What has worsened the situation is that scholarships for the students have been cut drastically. The ratio in payments for scholarships between the central government and the states is 75:25. In a scandalous example of a truth deficit, the minister of state for tribal affairs, Renuka Singh Saruta informed the Lok Sabha in March this year that during the pandemic 2020, 35.5 lakh adivasi students were given their scholarships amounting to Rs 1986 crore by the central government. Since this is in such complete variance with ground level reports from activists, it became necessary to check with the ministry’s website.

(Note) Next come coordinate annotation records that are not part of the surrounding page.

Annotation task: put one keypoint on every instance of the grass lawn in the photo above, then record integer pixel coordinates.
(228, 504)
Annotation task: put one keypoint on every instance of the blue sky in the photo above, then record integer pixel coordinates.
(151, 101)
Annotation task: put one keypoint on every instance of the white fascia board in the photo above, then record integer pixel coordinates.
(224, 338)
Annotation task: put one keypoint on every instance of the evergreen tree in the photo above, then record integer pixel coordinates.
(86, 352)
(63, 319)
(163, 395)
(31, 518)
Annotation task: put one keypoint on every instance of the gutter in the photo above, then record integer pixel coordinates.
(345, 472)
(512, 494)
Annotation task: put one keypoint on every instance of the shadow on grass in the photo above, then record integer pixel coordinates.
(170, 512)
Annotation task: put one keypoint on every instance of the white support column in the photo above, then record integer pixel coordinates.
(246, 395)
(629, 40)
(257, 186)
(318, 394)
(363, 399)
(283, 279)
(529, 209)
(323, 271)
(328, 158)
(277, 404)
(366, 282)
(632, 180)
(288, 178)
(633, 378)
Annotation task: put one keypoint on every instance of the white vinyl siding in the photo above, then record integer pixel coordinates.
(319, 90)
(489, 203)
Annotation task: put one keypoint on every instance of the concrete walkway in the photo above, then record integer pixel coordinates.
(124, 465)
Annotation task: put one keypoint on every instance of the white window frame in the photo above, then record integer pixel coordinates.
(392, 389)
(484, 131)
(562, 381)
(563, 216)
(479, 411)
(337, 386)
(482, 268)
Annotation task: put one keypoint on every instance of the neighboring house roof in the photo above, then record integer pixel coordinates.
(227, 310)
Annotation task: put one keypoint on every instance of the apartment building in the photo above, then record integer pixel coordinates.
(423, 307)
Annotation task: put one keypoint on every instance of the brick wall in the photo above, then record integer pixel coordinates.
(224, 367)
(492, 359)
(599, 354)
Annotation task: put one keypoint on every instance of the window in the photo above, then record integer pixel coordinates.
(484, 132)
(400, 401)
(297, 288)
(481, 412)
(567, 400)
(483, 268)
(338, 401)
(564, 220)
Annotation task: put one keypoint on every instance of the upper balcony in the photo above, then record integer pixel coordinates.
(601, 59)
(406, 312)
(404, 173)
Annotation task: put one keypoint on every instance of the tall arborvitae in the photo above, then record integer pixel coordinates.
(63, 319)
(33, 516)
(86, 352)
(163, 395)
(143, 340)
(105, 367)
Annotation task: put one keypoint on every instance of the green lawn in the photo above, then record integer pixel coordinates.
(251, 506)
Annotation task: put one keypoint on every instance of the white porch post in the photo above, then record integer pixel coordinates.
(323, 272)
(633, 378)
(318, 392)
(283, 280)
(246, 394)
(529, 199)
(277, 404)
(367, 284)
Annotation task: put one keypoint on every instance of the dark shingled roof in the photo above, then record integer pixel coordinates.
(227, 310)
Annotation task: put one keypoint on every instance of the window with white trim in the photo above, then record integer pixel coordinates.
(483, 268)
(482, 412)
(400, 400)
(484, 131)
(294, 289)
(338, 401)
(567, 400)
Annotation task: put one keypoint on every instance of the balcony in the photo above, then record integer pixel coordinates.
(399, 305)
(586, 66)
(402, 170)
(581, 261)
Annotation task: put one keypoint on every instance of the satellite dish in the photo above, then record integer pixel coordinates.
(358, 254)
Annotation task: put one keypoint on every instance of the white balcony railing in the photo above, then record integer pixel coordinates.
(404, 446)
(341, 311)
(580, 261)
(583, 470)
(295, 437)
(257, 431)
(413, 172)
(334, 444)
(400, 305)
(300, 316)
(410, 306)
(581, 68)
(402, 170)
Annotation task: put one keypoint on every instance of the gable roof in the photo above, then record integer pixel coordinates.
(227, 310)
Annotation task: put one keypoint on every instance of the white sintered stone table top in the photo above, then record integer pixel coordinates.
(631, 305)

It seems that there were substantial arrears in payment of scholarships to adivasi children. The amount mentioned by the minister is not for scholarships owed to students for 2020-2021, but includes scholarships for the previous year 2019-2020. Of the total amount disbursed in 2020-21 for pre-matric and post-matric scholarships, only 35 per cent was for scholarships due for 2020-21 while 65 per cent was for payment of arrears. And in the case of Telangana it also included money released for the financial year 2018-2019.  Also, the total disbursement for scholarships in 2020-21 was less than the disbursement in the previous year. In case of pre-matric scholarships, the disbursement in 2020-21 was 43 per cent less than the disbursement in the previous year.  A comparison of total payment of prematric and postmatric scholarships for 2019-20 with total payment of scholarships for 2020-21 suggests that at least 65 per cent of the total amount due for scholarship for the pandemic year remains unpaid. Far from helping students as claimed by the minister, students are being deprived of their scholarships through such delayed payments.

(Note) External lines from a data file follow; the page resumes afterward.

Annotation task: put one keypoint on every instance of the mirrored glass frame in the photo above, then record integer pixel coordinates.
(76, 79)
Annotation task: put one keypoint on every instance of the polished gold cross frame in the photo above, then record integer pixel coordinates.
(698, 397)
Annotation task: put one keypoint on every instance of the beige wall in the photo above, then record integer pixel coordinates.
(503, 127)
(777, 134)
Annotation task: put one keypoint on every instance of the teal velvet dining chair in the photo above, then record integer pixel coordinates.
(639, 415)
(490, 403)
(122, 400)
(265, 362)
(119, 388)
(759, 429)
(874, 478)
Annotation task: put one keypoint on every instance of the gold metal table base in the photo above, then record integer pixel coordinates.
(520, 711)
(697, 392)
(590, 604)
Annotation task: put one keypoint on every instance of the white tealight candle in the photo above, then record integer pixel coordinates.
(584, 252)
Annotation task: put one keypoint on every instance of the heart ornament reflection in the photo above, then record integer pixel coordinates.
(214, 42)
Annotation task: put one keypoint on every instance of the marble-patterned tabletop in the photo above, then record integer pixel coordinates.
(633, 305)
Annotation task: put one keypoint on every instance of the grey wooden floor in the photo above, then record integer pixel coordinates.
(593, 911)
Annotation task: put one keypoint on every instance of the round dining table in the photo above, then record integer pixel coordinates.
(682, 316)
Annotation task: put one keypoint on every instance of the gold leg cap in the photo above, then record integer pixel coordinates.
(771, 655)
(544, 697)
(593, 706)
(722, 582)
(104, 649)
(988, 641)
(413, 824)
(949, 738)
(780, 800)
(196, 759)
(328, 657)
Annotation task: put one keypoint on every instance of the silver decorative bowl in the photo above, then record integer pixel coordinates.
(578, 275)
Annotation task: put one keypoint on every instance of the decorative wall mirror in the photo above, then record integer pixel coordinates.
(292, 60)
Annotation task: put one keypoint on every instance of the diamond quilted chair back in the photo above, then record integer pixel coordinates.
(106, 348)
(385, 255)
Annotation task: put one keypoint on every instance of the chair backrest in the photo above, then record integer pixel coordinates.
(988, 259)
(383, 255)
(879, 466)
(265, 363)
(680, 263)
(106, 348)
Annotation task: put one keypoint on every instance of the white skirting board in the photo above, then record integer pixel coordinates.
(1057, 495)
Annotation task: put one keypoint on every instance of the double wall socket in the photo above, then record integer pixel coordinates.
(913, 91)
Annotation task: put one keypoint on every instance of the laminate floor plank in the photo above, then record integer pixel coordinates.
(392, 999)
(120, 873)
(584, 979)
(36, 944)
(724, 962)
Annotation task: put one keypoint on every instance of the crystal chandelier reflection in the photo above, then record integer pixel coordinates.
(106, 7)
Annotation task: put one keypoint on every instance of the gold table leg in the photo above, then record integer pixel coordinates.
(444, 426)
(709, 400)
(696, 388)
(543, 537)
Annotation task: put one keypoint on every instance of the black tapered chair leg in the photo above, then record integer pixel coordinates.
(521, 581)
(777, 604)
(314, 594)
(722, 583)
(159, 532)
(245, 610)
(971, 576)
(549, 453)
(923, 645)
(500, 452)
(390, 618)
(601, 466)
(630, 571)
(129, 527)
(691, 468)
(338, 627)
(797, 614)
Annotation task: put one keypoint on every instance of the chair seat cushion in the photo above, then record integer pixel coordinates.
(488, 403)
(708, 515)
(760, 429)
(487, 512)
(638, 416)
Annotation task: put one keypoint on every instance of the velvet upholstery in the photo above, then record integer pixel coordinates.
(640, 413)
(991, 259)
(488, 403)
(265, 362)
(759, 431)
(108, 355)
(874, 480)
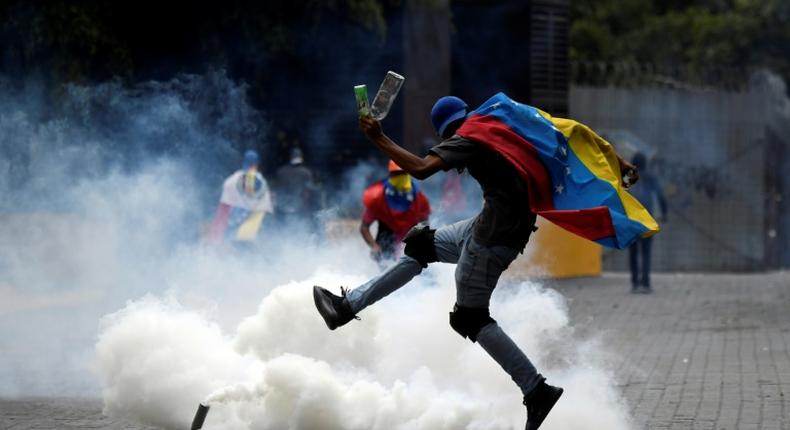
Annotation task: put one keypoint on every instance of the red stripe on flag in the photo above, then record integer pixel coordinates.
(497, 136)
(593, 223)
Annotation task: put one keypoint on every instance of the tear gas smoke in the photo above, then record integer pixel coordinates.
(109, 238)
(400, 367)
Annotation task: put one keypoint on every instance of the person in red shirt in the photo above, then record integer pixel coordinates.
(398, 205)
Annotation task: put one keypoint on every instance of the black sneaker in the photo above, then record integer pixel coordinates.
(539, 402)
(335, 310)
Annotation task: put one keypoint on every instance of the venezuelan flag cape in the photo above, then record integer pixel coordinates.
(573, 174)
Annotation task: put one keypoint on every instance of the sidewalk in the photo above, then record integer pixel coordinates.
(705, 351)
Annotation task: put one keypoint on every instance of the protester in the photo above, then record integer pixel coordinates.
(295, 193)
(244, 202)
(397, 205)
(527, 163)
(647, 192)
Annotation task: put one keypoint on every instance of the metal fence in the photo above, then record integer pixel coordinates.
(714, 151)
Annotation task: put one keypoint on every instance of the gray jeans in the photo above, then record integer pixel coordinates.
(476, 275)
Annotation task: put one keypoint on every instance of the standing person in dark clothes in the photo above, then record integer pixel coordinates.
(295, 192)
(647, 192)
(483, 246)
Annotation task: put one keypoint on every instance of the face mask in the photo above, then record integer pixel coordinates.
(249, 181)
(402, 183)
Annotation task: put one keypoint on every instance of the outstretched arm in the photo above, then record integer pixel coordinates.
(420, 168)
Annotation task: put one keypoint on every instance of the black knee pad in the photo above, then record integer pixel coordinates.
(469, 321)
(419, 244)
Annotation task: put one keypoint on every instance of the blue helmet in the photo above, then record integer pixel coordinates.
(446, 110)
(251, 158)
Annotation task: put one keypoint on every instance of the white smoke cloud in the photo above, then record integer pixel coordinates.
(400, 367)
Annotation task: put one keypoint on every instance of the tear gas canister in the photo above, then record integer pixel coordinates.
(385, 97)
(361, 94)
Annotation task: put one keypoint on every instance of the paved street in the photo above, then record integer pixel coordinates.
(705, 352)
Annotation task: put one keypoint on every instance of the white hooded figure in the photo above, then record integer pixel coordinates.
(245, 201)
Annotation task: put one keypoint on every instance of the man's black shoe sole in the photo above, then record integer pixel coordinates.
(535, 425)
(325, 308)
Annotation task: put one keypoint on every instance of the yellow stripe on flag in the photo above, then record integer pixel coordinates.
(599, 157)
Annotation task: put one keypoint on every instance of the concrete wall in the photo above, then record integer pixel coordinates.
(709, 151)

It is also not clear what the government is giving students who used to live in hostels, now closed and were getting a higher scholarship amount than day scholars? Have their scholarships continued, been reduced or completely eliminated? Activists reported that after the hostels closed, students have not received any money. For the current financial year, in the first quarter, not a single rupee has been given for any kind of scholarship. The dashboard shows 0 allocations in 2020-2021. This means that during the second pandemic phase, adivasi students have received no scholarship money. This is a government that can so blatantly lie and make false claims even while depriving the most vulnerable, young adivasi citizens of what is their right.

Yet another right has been denied to them. Under the Food Security Act, mid day meal schemes are a legal right. With schools shut down during the pandemic, large numbers of children have suffered the loss of at least one guaranteed nourishing meal. Some states, notably Kerala, have ensured doorstep delivery of dry rations in lieu of mid day meals including to adivasi hamlets. This has been a great help. But the centre has no such programme. The NFHS (4) had shown that among all social categories the highest numbers of malnourished children are among the adivasis. Lack of government intervention during the pandemic will worsen this situation.

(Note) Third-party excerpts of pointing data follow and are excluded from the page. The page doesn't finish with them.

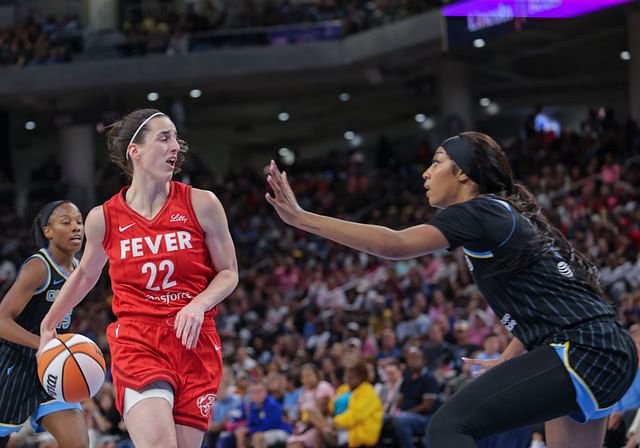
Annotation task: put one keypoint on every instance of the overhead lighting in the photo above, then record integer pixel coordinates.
(287, 156)
(428, 124)
(493, 109)
(283, 116)
(355, 141)
(479, 43)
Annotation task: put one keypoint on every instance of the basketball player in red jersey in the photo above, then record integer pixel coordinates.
(171, 261)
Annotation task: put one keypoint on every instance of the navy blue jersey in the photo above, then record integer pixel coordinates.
(543, 303)
(42, 299)
(536, 303)
(21, 393)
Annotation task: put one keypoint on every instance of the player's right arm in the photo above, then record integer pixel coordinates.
(81, 280)
(376, 240)
(513, 349)
(31, 277)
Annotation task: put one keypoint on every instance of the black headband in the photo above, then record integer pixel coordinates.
(41, 221)
(462, 152)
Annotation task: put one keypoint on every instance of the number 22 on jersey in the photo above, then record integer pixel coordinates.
(165, 266)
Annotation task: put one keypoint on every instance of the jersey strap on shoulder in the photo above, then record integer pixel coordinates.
(489, 253)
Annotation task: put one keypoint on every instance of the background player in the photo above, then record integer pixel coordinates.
(171, 261)
(579, 361)
(59, 232)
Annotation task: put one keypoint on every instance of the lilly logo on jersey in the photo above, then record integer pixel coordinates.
(508, 322)
(168, 242)
(178, 218)
(205, 403)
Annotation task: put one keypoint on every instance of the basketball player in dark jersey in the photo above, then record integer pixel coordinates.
(59, 231)
(574, 360)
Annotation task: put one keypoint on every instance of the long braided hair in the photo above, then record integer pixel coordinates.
(496, 178)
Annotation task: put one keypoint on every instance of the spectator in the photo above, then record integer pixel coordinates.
(265, 421)
(360, 422)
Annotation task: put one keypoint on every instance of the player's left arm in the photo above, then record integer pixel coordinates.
(213, 221)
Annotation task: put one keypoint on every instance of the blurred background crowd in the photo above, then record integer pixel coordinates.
(307, 310)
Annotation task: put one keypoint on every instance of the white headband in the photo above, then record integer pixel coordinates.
(135, 134)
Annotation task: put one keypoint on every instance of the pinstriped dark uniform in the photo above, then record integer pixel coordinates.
(544, 303)
(20, 389)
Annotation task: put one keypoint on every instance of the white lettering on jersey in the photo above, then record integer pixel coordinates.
(170, 242)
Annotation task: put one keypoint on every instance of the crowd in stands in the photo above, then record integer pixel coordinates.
(34, 43)
(327, 346)
(233, 23)
(168, 29)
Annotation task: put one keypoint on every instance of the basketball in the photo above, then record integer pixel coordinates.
(71, 368)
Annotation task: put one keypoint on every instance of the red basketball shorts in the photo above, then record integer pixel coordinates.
(146, 350)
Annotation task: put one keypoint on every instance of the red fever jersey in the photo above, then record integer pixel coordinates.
(156, 266)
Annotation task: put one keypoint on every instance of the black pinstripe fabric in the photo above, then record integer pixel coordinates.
(545, 303)
(20, 389)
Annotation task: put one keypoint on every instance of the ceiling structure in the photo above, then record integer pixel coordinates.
(552, 61)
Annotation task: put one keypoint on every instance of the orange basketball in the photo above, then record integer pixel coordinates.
(71, 368)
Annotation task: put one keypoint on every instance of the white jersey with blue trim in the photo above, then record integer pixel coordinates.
(43, 298)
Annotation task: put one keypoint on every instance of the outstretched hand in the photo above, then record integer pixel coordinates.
(45, 337)
(283, 199)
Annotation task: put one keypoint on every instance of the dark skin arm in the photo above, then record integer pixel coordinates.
(31, 277)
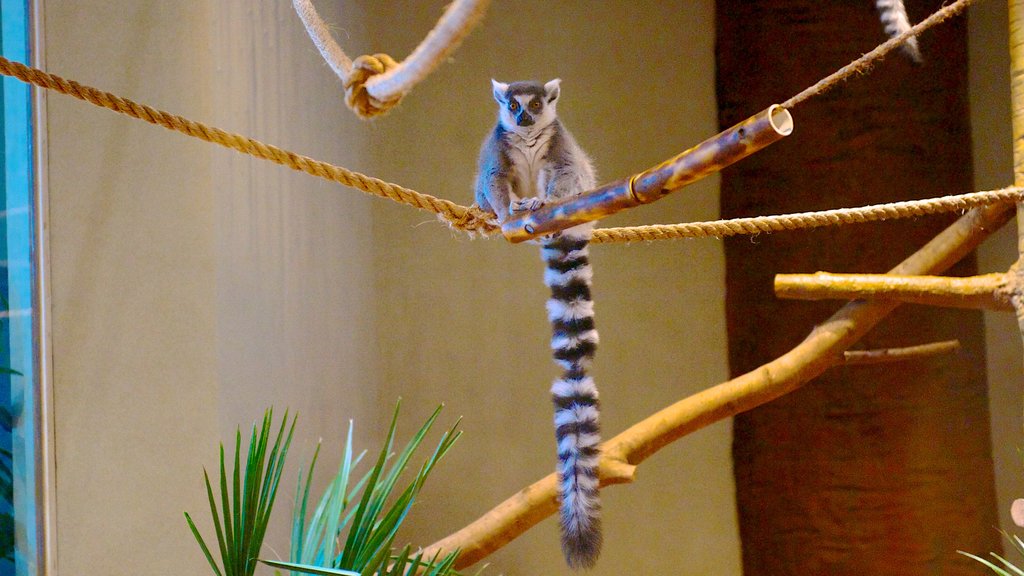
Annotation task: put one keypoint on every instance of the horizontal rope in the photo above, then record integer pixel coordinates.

There are solutions. Even with its limited resources, Kerala has shown the way. It has ensured that each child has access to education. There are several methods being used: village level  classes through dedicated TV channels; TV sets are provided and ensured to centres within the village supervised at the panchayat level; village level surveys are conducted to ensure that all children are attending classes; the government has encouraged a social campaign for donations to provide smart phones; government is ensuring internet connections. Where there is political will to back and implement a vision of education as a universal right, hurdles can be overcome.

In the 2019 Lok Sabha elections, the BJP won 31 of the 47 seats reserved for the Scheduled Tribes. Today, they are conspicuous by their silence when adivasi students need their elected representatives to speak out for them against the bulldozing of their rights by a callous government.